I guess redistribution of wealth is an easier thing to swallow in concept than in practical application...

Anonymous said...

DEWEY DEFEATS TRUMAN!!!!!


We will see.
~Pounding the pavement in NM

Anonymous said...

*sigh* new york isn't the center of the world. neither is D.C. so far i'm still waiting for something useful from either of the aforementioned cities.

--from the midwest, where your food comes from

Anonymous said...

Obama supporters are going to look back after he is elected and ask, what real world experience does Obama have? Experience with Constitutional law is actually quite relevant, but what about balancing the budget, working with the other party, etc.

Why did the Media give him a free pass this entire time? His past is never questioned except by Republicans. His background is highly questionable, he is secretive on his past (again this is probably nothing, but why hide it?)

Obama will blame his soon to be failure on Bush, since he ran the Anti-Bush campaign - again never touting what he intends to do, just saying how bad Bush is. The Democrats and Kerry lost doing the Anti-Bush campaign in 2004.

Anonymous said...

There's a nice balance and symmetry to the fact that the same folks who believe Obama is qualified to be president believe that Bono is qualified to be a columnist in the New York Times.

The only difference is that with fewer and fewer people reading The Times and The Times' ad revenue falling faster than the Dow Jones Bono will not be in a position to do any actual damage to people's lives.

Anonymous said...

What do you expect, Liberal Press endorses Liberal Candidate, Duh !!!

anjiaoshi said...

How can you say the guy is "secretive about his past" when he's written two best-selling books about it?

How can you say he has no experience working with the other party when his ability to do exactly that won him the endorsement of the Republican-owned Chicago Tribune -- which has never before endorsed a Democrat for president?

And how can you pretend to give a rat's ass about balancing the budget when George W. Bush has spent the last eight years pouring the Clinton-era budget surplus down a hole in the Middle East?

You guys are rationalizing so hard, you could turn π into 22/7.

anjiaoshi said...

P.S. to "redistribution of wealth" guy: To extend your analogy, the Bush years have been all about giving nothing at all to the homeless guy, while having the waitress tip you.

Anonymous said...

About the fluroscent gene insertion:

There was a piece on NPR - while the three scientists who did a lot with creating the application of such a maneuver won the Nobel prize, the guy who isolated the gene sequence and who actually handed it over to the main researchers is now driving a courtesy shuttle for an Alabama car dealership.

Voice of Reason said...

anjiaoshi, you are apparently confused.
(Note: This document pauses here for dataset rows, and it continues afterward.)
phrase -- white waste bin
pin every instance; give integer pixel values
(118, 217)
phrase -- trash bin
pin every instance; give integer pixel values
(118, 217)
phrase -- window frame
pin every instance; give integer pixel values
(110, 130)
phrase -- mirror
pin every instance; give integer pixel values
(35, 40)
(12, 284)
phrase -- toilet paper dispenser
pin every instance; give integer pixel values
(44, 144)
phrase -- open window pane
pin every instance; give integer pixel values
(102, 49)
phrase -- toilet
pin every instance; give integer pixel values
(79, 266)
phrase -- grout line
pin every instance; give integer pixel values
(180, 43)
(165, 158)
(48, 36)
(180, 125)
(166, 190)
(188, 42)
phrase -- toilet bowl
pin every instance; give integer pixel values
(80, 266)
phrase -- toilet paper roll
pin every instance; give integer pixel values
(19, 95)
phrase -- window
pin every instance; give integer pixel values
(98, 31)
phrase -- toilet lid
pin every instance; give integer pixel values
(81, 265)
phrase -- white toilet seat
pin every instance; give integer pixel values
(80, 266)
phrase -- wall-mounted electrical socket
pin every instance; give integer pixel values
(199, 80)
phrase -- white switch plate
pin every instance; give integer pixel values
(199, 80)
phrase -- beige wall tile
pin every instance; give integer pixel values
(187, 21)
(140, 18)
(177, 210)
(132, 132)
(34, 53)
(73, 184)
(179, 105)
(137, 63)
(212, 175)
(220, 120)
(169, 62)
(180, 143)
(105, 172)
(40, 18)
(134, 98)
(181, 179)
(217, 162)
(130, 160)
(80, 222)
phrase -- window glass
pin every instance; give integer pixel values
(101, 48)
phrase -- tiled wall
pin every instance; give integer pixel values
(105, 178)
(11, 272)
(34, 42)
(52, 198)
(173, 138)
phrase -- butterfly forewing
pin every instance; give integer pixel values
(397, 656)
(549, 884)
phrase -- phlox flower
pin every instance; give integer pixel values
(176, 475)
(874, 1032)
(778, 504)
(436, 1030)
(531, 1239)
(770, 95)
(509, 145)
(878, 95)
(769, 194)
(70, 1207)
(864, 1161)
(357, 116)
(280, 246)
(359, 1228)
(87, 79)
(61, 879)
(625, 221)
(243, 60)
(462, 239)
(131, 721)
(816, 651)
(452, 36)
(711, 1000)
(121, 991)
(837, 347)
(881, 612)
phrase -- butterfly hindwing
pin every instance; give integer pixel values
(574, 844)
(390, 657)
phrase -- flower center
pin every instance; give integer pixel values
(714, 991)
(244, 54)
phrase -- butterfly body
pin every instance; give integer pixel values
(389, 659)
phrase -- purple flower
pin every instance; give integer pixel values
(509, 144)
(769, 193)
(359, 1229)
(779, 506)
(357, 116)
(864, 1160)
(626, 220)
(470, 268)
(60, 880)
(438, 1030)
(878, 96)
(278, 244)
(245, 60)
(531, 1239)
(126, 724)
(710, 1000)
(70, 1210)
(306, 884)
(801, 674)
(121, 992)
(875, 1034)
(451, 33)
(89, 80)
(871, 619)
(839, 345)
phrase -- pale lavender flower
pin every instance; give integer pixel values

George Bush is running for President this time around.

Anonymous said...

"redistribution of wealth" guy: Interesting. You know, I saw the exact same comment, word for word, a week ago on the reason.com blog. You wouldn't happen to be cutting and pasting from some viral e-mail, would you?

Nah, I'm sure it's just a coincidence.

anjiaoshi said...

VOR, I'm going to give you the benefit of the doubt and assume that you meant to say George W. Bush is not running this time around.

But it hardly matters. McCain can claim he's not Bush: The Sequel till the cows come home. But he still pitches trickle-down economics and tax cuts for the luxury class; he's evidently unconcerned about what debt-financed war is doing to the dollar, never mind soldiers, their families, the political stability of the Middle East and Central Asia, and the reputation of the United States abroad; and he expects American families to pay for $12,000 worth of health insurance each year with a $5,000 tax credit.

Next to that kind of obstinate cluelessness, socialism starts to look really good.